Да, еще домашние дела. Боже, все эти бесконечные обязанности. Начинается все с утренней прогулки с собаками. Для меня это скучная обязанность, потому что я теперь лишен городского пейзажа. Два раза в день нужно выносить мусор. Надо поливать кусты, убирать всякий сор и мыть крыльцо и веранды. И что бы я ни делал, Пэм приходилось делать в три раза больше: стирка, ланчи в школу, завтраки и ужины дома, а еще надо покормить животных, рассортировать мусор… Да, помыть посуду. Эта новая жизнь – а возможно, вообще жизнь в пригороде – работа «на полную ставку».

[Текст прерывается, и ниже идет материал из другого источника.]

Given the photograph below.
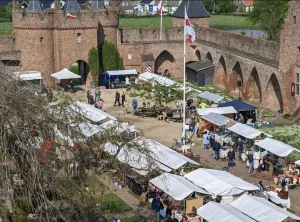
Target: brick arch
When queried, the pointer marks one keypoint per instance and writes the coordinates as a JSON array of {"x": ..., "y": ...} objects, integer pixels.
[
  {"x": 235, "y": 76},
  {"x": 273, "y": 94},
  {"x": 252, "y": 89},
  {"x": 209, "y": 57},
  {"x": 165, "y": 60},
  {"x": 220, "y": 78}
]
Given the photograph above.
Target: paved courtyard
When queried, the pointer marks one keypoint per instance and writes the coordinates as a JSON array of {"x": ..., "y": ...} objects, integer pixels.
[{"x": 165, "y": 132}]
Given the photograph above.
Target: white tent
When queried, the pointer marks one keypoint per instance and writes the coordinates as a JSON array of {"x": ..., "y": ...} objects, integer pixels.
[
  {"x": 122, "y": 72},
  {"x": 245, "y": 131},
  {"x": 90, "y": 112},
  {"x": 274, "y": 146},
  {"x": 176, "y": 186},
  {"x": 216, "y": 212},
  {"x": 219, "y": 110},
  {"x": 216, "y": 119},
  {"x": 148, "y": 76},
  {"x": 140, "y": 162},
  {"x": 65, "y": 74},
  {"x": 211, "y": 96},
  {"x": 163, "y": 154},
  {"x": 261, "y": 209},
  {"x": 219, "y": 182}
]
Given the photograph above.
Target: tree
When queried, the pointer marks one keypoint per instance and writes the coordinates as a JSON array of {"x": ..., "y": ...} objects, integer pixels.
[
  {"x": 225, "y": 6},
  {"x": 111, "y": 59},
  {"x": 269, "y": 16},
  {"x": 93, "y": 61}
]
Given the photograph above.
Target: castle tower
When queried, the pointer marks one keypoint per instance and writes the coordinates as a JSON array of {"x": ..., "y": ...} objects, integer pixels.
[
  {"x": 50, "y": 42},
  {"x": 196, "y": 11}
]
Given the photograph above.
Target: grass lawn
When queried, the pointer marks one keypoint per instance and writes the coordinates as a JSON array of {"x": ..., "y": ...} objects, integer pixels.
[
  {"x": 216, "y": 21},
  {"x": 134, "y": 219},
  {"x": 111, "y": 203},
  {"x": 5, "y": 28}
]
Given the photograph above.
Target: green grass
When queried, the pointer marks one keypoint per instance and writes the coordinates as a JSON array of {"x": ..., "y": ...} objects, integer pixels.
[
  {"x": 111, "y": 203},
  {"x": 216, "y": 21},
  {"x": 5, "y": 28},
  {"x": 134, "y": 219}
]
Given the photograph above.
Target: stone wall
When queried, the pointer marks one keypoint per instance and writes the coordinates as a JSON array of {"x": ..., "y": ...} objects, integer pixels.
[{"x": 254, "y": 46}]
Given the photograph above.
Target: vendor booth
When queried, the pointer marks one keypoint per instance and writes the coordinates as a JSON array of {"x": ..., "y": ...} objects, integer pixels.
[
  {"x": 179, "y": 194},
  {"x": 247, "y": 110},
  {"x": 222, "y": 185},
  {"x": 216, "y": 212},
  {"x": 261, "y": 209},
  {"x": 64, "y": 77},
  {"x": 117, "y": 78}
]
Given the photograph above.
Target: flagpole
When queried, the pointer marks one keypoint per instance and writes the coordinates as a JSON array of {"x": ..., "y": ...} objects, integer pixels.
[{"x": 184, "y": 58}]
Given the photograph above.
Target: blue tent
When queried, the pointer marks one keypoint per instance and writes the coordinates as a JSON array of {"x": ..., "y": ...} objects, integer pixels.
[{"x": 239, "y": 105}]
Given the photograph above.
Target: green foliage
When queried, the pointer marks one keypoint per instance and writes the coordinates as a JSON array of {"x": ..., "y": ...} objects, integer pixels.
[
  {"x": 110, "y": 57},
  {"x": 93, "y": 61},
  {"x": 111, "y": 203},
  {"x": 269, "y": 16},
  {"x": 225, "y": 6}
]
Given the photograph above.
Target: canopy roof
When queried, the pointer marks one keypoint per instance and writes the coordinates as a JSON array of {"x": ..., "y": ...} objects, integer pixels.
[
  {"x": 277, "y": 147},
  {"x": 122, "y": 72},
  {"x": 216, "y": 212},
  {"x": 148, "y": 76},
  {"x": 65, "y": 74},
  {"x": 90, "y": 112},
  {"x": 219, "y": 110},
  {"x": 30, "y": 75},
  {"x": 176, "y": 186},
  {"x": 216, "y": 119},
  {"x": 211, "y": 96},
  {"x": 239, "y": 105},
  {"x": 219, "y": 182},
  {"x": 195, "y": 9},
  {"x": 163, "y": 154},
  {"x": 261, "y": 209},
  {"x": 139, "y": 161},
  {"x": 245, "y": 130}
]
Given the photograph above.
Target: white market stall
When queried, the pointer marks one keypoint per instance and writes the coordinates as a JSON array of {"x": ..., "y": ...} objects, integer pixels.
[
  {"x": 220, "y": 183},
  {"x": 261, "y": 209},
  {"x": 90, "y": 112},
  {"x": 211, "y": 97},
  {"x": 216, "y": 212}
]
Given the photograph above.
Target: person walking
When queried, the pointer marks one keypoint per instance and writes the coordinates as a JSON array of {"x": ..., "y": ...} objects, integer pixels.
[
  {"x": 123, "y": 98},
  {"x": 206, "y": 141},
  {"x": 230, "y": 157},
  {"x": 134, "y": 106},
  {"x": 250, "y": 159},
  {"x": 117, "y": 98}
]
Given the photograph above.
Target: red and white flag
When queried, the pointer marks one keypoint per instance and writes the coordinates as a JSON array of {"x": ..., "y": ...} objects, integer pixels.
[
  {"x": 189, "y": 30},
  {"x": 159, "y": 7},
  {"x": 70, "y": 16}
]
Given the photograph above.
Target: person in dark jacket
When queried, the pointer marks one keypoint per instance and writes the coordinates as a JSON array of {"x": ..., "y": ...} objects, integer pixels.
[
  {"x": 216, "y": 149},
  {"x": 230, "y": 157},
  {"x": 117, "y": 99}
]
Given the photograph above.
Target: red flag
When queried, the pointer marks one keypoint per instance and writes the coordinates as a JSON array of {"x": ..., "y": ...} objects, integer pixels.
[
  {"x": 69, "y": 16},
  {"x": 159, "y": 7},
  {"x": 189, "y": 29}
]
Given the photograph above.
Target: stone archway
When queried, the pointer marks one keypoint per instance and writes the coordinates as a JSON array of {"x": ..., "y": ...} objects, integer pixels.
[
  {"x": 198, "y": 54},
  {"x": 253, "y": 87},
  {"x": 220, "y": 78},
  {"x": 235, "y": 76},
  {"x": 209, "y": 57},
  {"x": 273, "y": 95},
  {"x": 165, "y": 61}
]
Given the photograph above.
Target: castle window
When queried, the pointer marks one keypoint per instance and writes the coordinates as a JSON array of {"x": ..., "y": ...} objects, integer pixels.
[
  {"x": 78, "y": 37},
  {"x": 297, "y": 84}
]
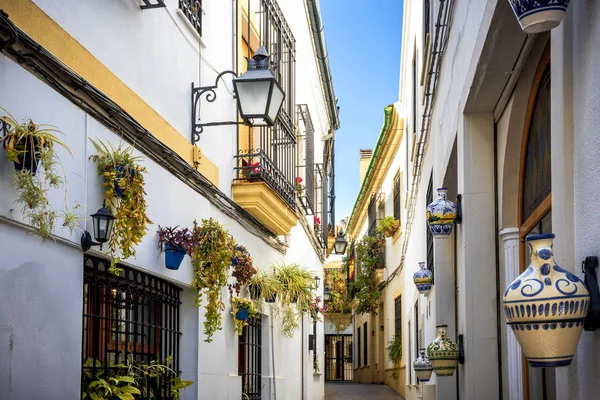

И все равно везде был птичий помет, который жарился на солнцепеке или замерзал на холоде. А петух мог скрываться где угодно. Уолтер нервно сопел, сопровождая меня повсюду. Дети встречали меня с радостью – в иные дни, когда того хотели они сами, совсем не тогда, когда этого хотел я. Куда бы я ни пожелал отправиться, надо было всякий раз садиться за руль и ехать, вечно опаздывая. Уходя с работы или из спортзала после работы, вечно в спешке, потому что времени не было ни минуты, я смотрел в боковое зеркало, видел огни большого города и испытывал чувство одиночества оттого, что мне приходится уезжать отсюда. Да, я чувствовал себя одиноким по дороге домой, где обитало множество людей и животных. Возможно, это кажется бессмыслицей, но именно так я себя чувствовал. Такова моя новая жизнь.
Вот это я и имел в виду, когда говорил, что отношение Цыпы ко мне представляло собой отражение гораздо более важной проблемы: я по-прежнему был для них гостем, часто не слишком желанным. Пэм и девочки знали все в доме, знали весь городок, чувствовали себя тут своими. Знали, например, что в супермаркетах по воскресеньям можно торговаться с продавцами, как раньше по субботам. А в целом привыкли к тому, что все вокруг загружены выше головы и вечно куда-то торопятся. Я оставался чужаком в их мире, где все остальные казались лучшими друзьями. Да что говорить: в кофейне «Старбакс» (которая располагалась, ясное дело, на площади, возле торгового центра) меня даже никто не звал по имени, а из всех моих домашних город лучше всего знал Цыпу.
И что же, сказал я об этом Пэм в то серое унылое субботнее утро, когда дети отправились поиграть, как было заранее договорено, к своей подружке Клер? Хоть что-то сказал? Конечно, нет. Я мужчина и тем горжусь, а поднимать любой из приведенных выше вопросов значило бы выставить себя еще большим идиотом, чем меня уже считали. Получалось бы, что я только хнычу, а я к этому не привык. По крайней мере, раньше я никогда ни на что не жаловался.